To uphold these measures, the FCA continues to collaborate with government bodies, international counterparts, and industry stakeholders to develop robust regulatory frameworks and set global standards for cryptoassets.

In practical terms, RIEs must ensure that any new market segment adheres strictly to professional investor guidelines, with appropriate safeguards in place to limit access to qualified entities only. Exchanges seeking to admit cETNs must comply with UK Listing Regime requirements, including detailed prospectus and ongoing disclosure obligations.

8. CHANGES TO THE ELIGIBILITY CRITERIA FOR EXEMPTIONS UNDER FINANCIAL PROMOTION REGULATIONS

The Financial Services and Markets Act 2000 (Financial Promotion) (Amendment and Transitional Provision) Order 2024, published on 6 March 2024, introduced key changes to the eligibility criteria to qualify for exemptions under financial promotion regulations. These changes concern high net worth individuals and self-certified sophisticated investors. They address the qualifications required for individuals seeking exemption from the requirement that all financial promotions must be conducted by an authorised person, or approved by one, unless specific exemptions apply.

High net worth individuals must now demonstrate an annual income of GBP100,000 or more, while the net assets condition has been reduced to GBP250,000 or more. Similarly, self-certified sophisticated investors are required to have made at least two investments in unlisted companies over the previous two years, with a company turnover threshold lowered to GBP1 million.

These amendments respond to concerns voiced by various industry players, including the potential impediment to start-up businesses seeking investment and the financing of theatre productions through small-scale investors. Acknowledging these concerns, the Financial Conduct Authority (FCA) has issued a statement, affirming its commitment to working alongside the government to fortify the financial promotions regime while ensuring continued access to sustainable investment opportunities for burgeoning businesses.

To facilitate a smooth transition, the order includes transitional provisions, ensuring that investor statements complying with the prior criteria will remain valid until and including 30 January 2025. Starting with 31 January 2025, individuals must meet and sign off on the updated criteria to qualify for the exemptions. This transitional period offers individuals and businesses time to adjust to the updated criteria, ensuring that those who have recently met the prior criteria do not need to immediately adjust to the new standards. This provides clarity and stability amidst these regulatory adjustments.

9. FCA REGISTRATION FOR NFT PROVIDERS LIKELY UNDER PROPOSED ANTI-MONEY LAUNDERING RULES

The UK Treasury is currently consulting on anti-money laundering rules, indicating that Non-Fungible Token (NFT) providers may require registration with the Financial Conduct Authority (FCA). This registration may continue even after the introduction of a new authorisation system for the crypto industry.

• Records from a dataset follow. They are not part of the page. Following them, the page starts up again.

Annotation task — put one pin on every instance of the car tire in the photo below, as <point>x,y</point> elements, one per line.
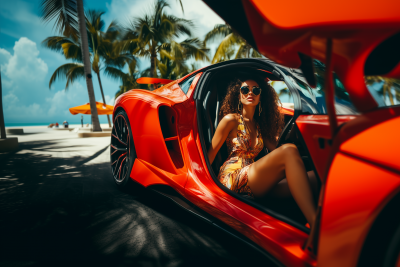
<point>122,151</point>
<point>392,257</point>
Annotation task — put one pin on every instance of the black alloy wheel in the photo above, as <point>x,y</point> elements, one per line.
<point>122,150</point>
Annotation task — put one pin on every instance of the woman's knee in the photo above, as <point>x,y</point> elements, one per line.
<point>289,150</point>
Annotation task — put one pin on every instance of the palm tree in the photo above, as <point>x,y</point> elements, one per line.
<point>173,56</point>
<point>70,21</point>
<point>145,36</point>
<point>2,125</point>
<point>99,43</point>
<point>230,41</point>
<point>101,46</point>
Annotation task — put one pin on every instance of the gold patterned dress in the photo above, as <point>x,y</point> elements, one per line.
<point>233,174</point>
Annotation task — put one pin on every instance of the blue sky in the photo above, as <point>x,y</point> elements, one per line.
<point>27,66</point>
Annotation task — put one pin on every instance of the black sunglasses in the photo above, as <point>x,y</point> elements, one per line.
<point>245,90</point>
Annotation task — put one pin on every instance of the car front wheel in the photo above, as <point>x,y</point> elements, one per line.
<point>122,150</point>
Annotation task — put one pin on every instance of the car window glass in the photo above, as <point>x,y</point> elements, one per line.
<point>313,99</point>
<point>185,85</point>
<point>386,91</point>
<point>283,92</point>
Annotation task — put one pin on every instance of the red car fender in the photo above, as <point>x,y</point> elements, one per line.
<point>364,176</point>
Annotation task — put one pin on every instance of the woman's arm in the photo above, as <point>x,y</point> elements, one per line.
<point>225,126</point>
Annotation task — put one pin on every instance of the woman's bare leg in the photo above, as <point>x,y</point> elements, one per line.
<point>281,189</point>
<point>265,173</point>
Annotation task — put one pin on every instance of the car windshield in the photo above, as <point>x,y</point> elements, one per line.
<point>386,91</point>
<point>313,99</point>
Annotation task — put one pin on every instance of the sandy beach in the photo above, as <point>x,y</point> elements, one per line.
<point>59,207</point>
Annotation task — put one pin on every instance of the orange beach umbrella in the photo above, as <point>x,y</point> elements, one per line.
<point>102,109</point>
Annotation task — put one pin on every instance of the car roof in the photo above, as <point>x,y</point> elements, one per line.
<point>365,36</point>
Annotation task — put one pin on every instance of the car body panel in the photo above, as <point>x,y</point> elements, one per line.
<point>314,14</point>
<point>282,240</point>
<point>353,40</point>
<point>355,193</point>
<point>314,130</point>
<point>154,166</point>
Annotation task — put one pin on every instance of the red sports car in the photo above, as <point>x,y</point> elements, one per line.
<point>334,58</point>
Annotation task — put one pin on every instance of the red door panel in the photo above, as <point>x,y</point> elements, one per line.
<point>316,134</point>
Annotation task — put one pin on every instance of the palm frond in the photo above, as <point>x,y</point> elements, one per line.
<point>65,14</point>
<point>219,31</point>
<point>225,45</point>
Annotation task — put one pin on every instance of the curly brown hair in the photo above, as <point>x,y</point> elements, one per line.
<point>271,120</point>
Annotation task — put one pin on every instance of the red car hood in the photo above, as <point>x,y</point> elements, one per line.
<point>365,35</point>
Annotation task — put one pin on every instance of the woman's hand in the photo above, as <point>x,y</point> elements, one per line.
<point>224,128</point>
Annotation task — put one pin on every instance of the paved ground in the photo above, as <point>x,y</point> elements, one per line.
<point>60,207</point>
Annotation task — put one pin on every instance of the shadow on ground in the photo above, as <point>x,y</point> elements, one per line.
<point>66,212</point>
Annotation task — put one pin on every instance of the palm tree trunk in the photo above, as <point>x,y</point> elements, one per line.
<point>87,66</point>
<point>2,125</point>
<point>104,100</point>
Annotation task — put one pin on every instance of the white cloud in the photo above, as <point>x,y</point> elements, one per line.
<point>4,57</point>
<point>62,100</point>
<point>21,14</point>
<point>195,10</point>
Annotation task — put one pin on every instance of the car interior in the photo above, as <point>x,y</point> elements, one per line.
<point>213,92</point>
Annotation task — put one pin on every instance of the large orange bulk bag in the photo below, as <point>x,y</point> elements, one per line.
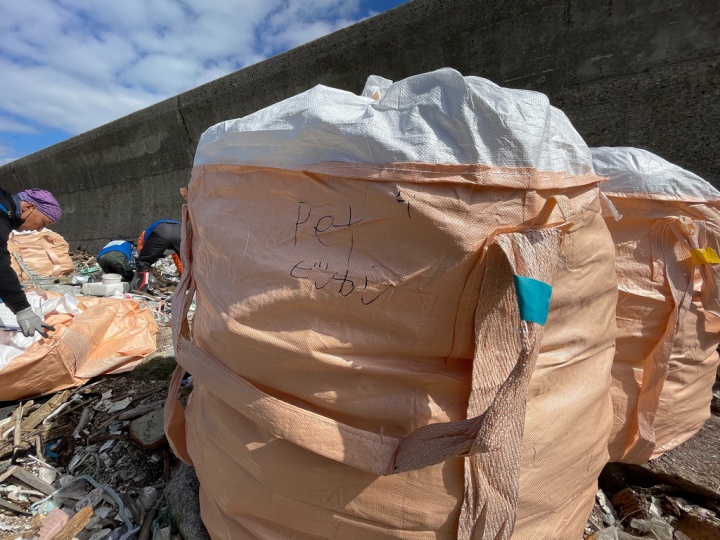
<point>92,337</point>
<point>668,325</point>
<point>44,253</point>
<point>382,282</point>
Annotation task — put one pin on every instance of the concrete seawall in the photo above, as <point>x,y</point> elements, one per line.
<point>627,72</point>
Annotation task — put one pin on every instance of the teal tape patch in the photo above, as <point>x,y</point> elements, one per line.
<point>533,299</point>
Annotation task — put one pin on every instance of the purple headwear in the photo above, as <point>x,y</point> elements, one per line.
<point>43,201</point>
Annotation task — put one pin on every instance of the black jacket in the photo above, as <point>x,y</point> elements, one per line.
<point>10,289</point>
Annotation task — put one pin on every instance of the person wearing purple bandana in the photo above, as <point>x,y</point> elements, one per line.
<point>29,210</point>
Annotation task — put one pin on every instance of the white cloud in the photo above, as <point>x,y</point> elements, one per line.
<point>6,155</point>
<point>76,64</point>
<point>12,126</point>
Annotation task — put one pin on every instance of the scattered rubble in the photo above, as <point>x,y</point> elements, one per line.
<point>93,463</point>
<point>674,497</point>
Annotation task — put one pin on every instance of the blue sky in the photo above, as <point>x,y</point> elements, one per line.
<point>71,65</point>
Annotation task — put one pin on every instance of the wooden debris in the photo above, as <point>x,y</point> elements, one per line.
<point>32,481</point>
<point>628,504</point>
<point>141,410</point>
<point>34,419</point>
<point>8,473</point>
<point>699,527</point>
<point>76,524</point>
<point>10,506</point>
<point>53,524</point>
<point>84,419</point>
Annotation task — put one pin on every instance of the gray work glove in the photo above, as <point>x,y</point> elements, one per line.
<point>30,323</point>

The government intends to integrate crypto exchanges and custody providers into this new regime. However, certain assets like NFTs—unique tokens tied to the blockchain and often representing assets such as art—may not be covered by regulated financial services and could fall outside this regime. The consultation emphasises that firms dealing with such cryptoassets could pose money laundering risks.

The government clarified that NFTs are generally not suitable for financial regulation unless used in regulated activities. The government consultation period ended on 9 June 2024.